Le chalet n’était pas censé être là. Pas tout à fait là en tout cas. Sur la carte, il apparaissait plus bas, au bord du lac. Sauf que, il n’y avait pas de lac. Seulement un marais vert, stagnant, avec des arbres décharnés qui penchaient sur lui comme de grands malades.
Ils ont quand même décidé d’y rester. Le réseau passait mal, la route était loin, et après ce long trajet de quatre heures, personne n’avait envie de remonter en voiture.

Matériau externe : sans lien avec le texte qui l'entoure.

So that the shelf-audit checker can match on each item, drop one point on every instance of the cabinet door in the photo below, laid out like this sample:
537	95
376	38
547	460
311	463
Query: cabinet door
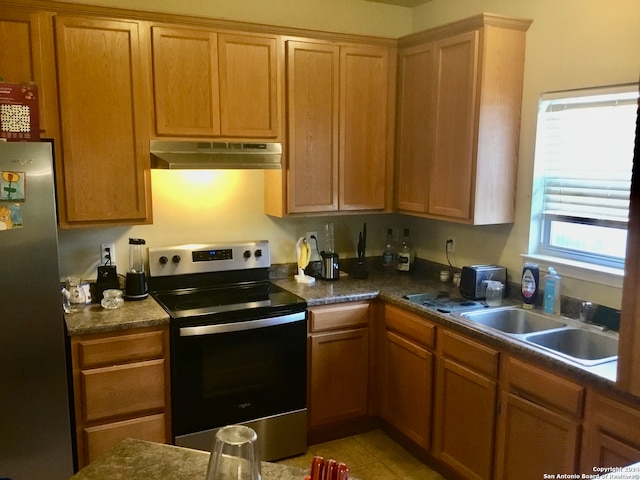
185	82
312	106
248	85
104	120
26	55
612	433
551	440
451	189
363	127
465	420
407	391
414	120
339	375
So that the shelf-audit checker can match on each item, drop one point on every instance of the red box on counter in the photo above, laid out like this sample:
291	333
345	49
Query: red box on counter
19	115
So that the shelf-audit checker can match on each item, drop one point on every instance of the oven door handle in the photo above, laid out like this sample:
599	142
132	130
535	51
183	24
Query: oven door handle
241	326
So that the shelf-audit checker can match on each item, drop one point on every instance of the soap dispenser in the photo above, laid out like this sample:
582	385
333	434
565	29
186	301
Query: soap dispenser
551	302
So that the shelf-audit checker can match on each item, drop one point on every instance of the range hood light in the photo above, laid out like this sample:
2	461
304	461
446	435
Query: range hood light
215	155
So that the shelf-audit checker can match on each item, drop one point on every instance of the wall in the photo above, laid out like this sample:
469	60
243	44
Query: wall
571	44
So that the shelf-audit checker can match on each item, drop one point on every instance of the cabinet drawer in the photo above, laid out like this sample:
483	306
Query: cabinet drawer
339	316
101	438
480	358
121	349
545	388
410	326
123	390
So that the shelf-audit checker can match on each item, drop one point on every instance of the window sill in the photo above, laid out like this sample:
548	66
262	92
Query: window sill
612	277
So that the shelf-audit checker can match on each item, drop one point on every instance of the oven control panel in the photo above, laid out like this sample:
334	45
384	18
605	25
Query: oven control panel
205	258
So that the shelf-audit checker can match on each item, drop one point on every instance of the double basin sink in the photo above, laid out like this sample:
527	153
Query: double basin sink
554	334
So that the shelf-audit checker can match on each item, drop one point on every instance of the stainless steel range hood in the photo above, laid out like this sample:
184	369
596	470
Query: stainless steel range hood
215	155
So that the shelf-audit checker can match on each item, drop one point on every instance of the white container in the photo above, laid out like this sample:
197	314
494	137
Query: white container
551	300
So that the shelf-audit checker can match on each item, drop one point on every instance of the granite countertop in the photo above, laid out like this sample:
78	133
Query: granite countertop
392	286
133	314
141	460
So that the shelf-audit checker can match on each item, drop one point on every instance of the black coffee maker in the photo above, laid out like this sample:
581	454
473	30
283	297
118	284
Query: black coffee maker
136	287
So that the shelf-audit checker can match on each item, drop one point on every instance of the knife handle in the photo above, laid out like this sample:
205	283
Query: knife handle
317	467
343	472
331	470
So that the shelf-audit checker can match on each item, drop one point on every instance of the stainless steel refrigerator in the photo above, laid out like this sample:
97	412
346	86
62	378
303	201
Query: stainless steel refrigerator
35	426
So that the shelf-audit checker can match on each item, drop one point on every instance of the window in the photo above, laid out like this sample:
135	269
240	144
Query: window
583	163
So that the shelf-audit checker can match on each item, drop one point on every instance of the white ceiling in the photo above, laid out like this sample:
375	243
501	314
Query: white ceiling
402	3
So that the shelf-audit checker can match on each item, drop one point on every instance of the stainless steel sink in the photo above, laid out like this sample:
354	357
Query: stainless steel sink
513	320
558	336
583	346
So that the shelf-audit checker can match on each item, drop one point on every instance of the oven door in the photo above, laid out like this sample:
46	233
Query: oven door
237	372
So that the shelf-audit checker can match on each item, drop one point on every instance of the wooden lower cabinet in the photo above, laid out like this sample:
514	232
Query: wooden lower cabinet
540	423
465	405
338	363
121	389
407	374
612	433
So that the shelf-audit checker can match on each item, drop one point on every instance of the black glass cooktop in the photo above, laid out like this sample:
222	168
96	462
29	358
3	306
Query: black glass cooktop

Le premier soir, tout semblait normal : le feu dans la cheminée, les bières, le weed, les jeux de société, les rires trop forts. C’est au moment de se coucher que les bruits ont commencé. Un craquement sous le plancher. Puis un autre, plus long, comme si quelqu’un, quelque chose, rampait en dessous du chalet. Ils ont ri encore, un peu nerveusement, et haussé le volume de la musique.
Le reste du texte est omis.